All In Stable’s Willcox Inn,
bidding to become the fourth horse in Thoroughbred racing history to sweep
Arlington Park’s Mid-America Triple with a win in Saturday’s Grade I
Secretariat Stakes, breezed four furlongs in 50.80 over Arlington’s world
famous turf course Sunday morning under assistant trainer Hilary Pridham in
preparation for the event. The sophomore son of Harlan’s Holiday
trained by Mike Stidham galloped out five-eighths in 1:03.
Willcox Inn worked in company
with Saturday’s pre-entered Grade I Beverly D. runner Upperline, owned by Stone
Farm, John Adger, Oak Crest Farm and Mike Stidham and trained by Stidham, who
had jockey James Graham in the irons and got the half in 51.40 and galloped out
five furlongs in 1:03.60.
Glen Hill Farm’s Banned, one
of Willcox Inn’s main rivals in the Secretariat who won Churchill’s Grade III
Jefferson Cup and Grade III American Turf earlier this year, worked five
furlongs over the grass in 1:05 and galloped out three-quarters in 1:19.
Following a brief but sudden
shower that caused some Festival candidates’ scheduled turf works to be
transferred to the Polytrack, Team Block’s Beverly D. pre-entry Never Retreat
went five furlongs in 1:03.80 and galloped out six furlongs in 1:17.20 under
jockey Eddie Perez.
Team Block and Richard Ege’s
Secretariat Stakes pre-entry Suntracer went five-eighths in 1:01.80 with an
exercise rider aboard and then galloped out six furlongs in 1:14.
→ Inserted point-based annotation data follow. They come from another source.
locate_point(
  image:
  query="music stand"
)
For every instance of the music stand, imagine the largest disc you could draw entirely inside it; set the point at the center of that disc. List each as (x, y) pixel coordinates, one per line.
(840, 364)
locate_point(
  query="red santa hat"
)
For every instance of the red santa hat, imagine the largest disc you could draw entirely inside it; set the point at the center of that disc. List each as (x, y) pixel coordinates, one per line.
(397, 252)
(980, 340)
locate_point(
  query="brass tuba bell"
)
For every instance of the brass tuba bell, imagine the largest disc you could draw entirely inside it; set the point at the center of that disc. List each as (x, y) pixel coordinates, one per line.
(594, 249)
Michael Deegan’s Pachattack,
pre-entered for the Beverly D., went six furlongs in 1:12 after early splits of
36 and 1:06 flat, and Naipaul and Terikchand Chatterpaul’s Arlington Million
pre-entry Mission Approved galloped once around the Polytrack.
ARLINGTON’S
FAB-5 ACTIVE JOCKEYS FINALIZED TO FACE RETIRED RIVALS
Arlington’s “Fab-5”
active riders slated to face five retired jockey greats in a Friday’s special
race as part of Arlington’s
“Dining with the Dynasty” festivities became official at the conclusion of
Saturday’s race day.
Heading that list of active
jockeys was Arlington’s
leading jockey at the time – J. Z. Santana – who was followed closely by James
Graham, runner-up with one less win at the conclusion of Saturday’s
races. The top five jockeys were completed by Eddie Perez, E. T. Baird
and Junior Alvarado, third, fourth and fifth respectively at the time.
Alvarado, Arlington’s
jockey champion in 2009 and runner-up rider in 2010, lost five weeks of
activity with a broken collarbone earlier this summer.